Tool for checking complex computer architectures reveals flaws in emerging design

With backing from some of the largest technology companies, a major project called RISC-V seeks to facilitate open-source design for computer chips, offering the possibility of opening chip designs beyond the few firms that dominate the space. As the project moves toward a formal release, researchers at Princeton University have discovered a series of errors in the RISC-V instruction specification that now are leading to changes in the new system.

The researchers, testing a technique they created for analyzing computer memory use, found over 100 errors involving incorrect orderings in the storage and retrieval of information from memory in variations of the RISC-V processor architecture. The researchers warned that, if uncorrected, the problems could cause errors in software running on RISC-V chips. Officials at the RISC-V Foundation said the errors would not affect most versions of RISC-V but would have caused problems for higher-performance systems.

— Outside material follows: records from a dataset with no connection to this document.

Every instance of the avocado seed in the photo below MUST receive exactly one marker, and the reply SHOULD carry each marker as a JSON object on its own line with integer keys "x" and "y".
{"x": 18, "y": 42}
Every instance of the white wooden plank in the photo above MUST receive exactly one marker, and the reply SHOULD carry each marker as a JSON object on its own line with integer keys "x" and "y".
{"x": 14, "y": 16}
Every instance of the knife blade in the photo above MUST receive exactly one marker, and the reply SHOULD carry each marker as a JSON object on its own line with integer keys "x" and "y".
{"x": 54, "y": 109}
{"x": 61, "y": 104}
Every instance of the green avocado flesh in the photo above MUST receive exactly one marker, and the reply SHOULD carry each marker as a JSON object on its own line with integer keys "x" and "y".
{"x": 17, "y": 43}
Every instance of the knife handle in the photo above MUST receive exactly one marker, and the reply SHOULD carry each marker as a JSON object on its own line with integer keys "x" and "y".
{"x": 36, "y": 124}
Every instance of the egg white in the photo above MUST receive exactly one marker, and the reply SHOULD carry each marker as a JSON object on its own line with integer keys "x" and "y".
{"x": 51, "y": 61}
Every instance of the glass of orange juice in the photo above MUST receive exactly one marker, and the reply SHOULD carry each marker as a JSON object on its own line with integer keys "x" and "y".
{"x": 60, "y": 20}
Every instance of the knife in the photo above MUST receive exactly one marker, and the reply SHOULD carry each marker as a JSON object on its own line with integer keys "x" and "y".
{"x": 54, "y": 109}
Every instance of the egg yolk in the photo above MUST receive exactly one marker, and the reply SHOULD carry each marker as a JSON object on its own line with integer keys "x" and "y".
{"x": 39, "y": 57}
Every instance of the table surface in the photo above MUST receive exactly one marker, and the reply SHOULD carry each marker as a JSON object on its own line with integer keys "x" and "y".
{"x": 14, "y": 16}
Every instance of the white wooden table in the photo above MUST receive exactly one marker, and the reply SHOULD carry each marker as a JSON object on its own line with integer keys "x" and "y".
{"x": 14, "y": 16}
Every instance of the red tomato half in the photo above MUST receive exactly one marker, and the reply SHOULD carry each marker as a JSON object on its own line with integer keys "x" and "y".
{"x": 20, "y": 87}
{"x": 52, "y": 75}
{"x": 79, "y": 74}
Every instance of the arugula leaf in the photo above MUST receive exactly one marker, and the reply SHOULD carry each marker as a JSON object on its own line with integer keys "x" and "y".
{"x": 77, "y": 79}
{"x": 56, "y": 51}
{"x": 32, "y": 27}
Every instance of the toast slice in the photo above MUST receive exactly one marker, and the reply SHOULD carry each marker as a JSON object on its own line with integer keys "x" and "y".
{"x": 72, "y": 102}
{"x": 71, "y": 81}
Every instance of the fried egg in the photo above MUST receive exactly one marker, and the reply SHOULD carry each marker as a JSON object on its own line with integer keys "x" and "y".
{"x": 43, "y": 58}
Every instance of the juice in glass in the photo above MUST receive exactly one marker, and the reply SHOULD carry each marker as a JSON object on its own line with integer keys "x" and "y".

Princeton researchers including Professor Margaret Martonosi (center) and graduate students Yatin Manerkar (left) and Caroline Trippel have developed a tool that eliminates bugs by checking computer processor designs for memory issues. The tool is already leading to improvements in a major open-source chip project.

Princeton researchers including Professor Margaret Martonosi (center) and graduate students Yatin Manerkar (left) and Caroline Trippel have developed a tool that eliminates bugs by checking computer processor designs for memory issues. The tool is already leading to improvements in a major open-source chip project. (Photo by David Kelly Crow for the Office of Engineering Communications)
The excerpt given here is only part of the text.